I've just managed to dig up an obfuscated "Hello World" batch file I wrote
many years ago that makes use of debug.exe, see [3] below (If you actually
want to run it you'll probably need an MS-DOS emulator [4][5] or an older
version of Windows that still has debug.exe).

[1] [http://en.wikipedia.org/wiki/GW-BASIC](http://en.wikipedia.org/wiki/GW-
BASIC)

[2]
[http://www.antonis.de/qbebooks/gwbasman/appendix%20d.html](http://www.antonis.de/qbebooks/gwbasman/appendix%20d.html)

[3]
[http://www.redyeti.net/extra/hello.bat](http://www.redyeti.net/extra/hello.bat)

[4] [https://jamesfriend.com.au/pce-js/ibmpc-
games/](https://jamesfriend.com.au/pce-js/ibmpc-games/)

[5] [http://www.dosbox.com/](http://www.dosbox.com/)

------
whoopdedo
One of the more useful things that was done with debug.exe was a binary-to-
ascii converter for sending files in email or usenet and the recipient didn't
need any extra tools. I think the program was called "xxdebug" after xxencode
which was a descendent of uudecode. But Google doesn't help, so either my
memory is wrong or the internet has forgotten.

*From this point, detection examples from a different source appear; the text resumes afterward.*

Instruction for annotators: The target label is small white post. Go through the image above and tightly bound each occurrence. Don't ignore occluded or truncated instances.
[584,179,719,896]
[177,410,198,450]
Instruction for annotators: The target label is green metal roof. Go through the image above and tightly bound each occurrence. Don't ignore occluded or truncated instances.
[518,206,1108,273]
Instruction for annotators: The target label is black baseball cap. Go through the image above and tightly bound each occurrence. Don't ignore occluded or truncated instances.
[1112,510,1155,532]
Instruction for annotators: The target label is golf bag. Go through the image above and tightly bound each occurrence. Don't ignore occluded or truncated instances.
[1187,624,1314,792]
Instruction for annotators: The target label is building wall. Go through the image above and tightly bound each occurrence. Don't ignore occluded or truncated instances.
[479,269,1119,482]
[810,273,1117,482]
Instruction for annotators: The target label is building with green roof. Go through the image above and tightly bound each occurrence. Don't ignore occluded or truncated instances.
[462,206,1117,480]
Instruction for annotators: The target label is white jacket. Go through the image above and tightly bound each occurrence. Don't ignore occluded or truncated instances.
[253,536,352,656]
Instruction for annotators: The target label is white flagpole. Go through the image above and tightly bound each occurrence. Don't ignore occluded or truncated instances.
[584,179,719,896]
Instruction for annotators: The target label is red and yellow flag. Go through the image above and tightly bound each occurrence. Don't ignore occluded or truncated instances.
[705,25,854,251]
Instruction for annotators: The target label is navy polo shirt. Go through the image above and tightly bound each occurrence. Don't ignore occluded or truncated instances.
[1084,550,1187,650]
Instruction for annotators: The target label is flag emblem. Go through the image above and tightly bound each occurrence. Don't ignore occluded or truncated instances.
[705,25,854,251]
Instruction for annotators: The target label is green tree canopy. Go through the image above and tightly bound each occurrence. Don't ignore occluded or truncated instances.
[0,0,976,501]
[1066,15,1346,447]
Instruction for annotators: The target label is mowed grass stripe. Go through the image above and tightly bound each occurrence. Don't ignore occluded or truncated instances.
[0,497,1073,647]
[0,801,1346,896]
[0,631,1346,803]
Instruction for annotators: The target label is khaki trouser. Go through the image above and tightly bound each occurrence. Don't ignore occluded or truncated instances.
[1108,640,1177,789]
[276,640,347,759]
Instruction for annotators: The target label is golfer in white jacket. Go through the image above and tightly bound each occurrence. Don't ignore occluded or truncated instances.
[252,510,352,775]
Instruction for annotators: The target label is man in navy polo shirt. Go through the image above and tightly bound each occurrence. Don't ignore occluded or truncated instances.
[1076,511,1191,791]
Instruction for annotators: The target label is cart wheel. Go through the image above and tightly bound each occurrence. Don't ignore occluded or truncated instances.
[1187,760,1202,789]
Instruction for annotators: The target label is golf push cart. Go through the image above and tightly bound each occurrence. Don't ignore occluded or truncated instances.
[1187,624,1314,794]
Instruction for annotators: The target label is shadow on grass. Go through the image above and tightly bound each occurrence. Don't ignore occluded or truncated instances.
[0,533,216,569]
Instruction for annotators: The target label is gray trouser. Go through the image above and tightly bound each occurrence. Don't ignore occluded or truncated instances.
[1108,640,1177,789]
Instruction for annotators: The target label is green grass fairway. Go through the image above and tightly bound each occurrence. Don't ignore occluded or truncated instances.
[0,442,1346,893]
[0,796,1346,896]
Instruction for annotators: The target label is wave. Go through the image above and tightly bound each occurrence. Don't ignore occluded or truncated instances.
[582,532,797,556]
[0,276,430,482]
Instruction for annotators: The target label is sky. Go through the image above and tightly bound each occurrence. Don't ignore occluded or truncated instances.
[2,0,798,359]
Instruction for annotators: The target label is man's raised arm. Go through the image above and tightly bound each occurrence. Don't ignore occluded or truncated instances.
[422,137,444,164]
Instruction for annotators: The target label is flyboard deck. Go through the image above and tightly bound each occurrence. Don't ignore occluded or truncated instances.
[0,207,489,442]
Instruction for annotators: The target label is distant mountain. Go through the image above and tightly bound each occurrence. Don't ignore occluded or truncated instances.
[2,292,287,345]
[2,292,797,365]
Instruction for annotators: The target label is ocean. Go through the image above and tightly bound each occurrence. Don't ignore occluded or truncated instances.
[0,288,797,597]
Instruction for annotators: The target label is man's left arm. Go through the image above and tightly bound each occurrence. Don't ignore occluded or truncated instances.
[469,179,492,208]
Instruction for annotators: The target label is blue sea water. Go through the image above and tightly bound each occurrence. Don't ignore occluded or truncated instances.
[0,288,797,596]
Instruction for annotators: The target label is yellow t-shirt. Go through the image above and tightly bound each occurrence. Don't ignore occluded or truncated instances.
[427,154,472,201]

I'm positive I have it on an archived disk somewhere. If I were inclined to
resurrect it.

------
Zardoz84
Another relic of old times is the font installer embed on Windows. Since
Windows 3.1 to Windows XP has the exact same program! You can check that it's
keeps using the old GUI to navigate across the filsesystem, not showing the
"Destop" false root.

On Windows Vista and forward was replaced by something more modern.

------
chrisbennet
The smallest program I ever wrote, I wrote using debug.exe. It was 7 bytes
long. I think it reset the graphics card. This was around 1991.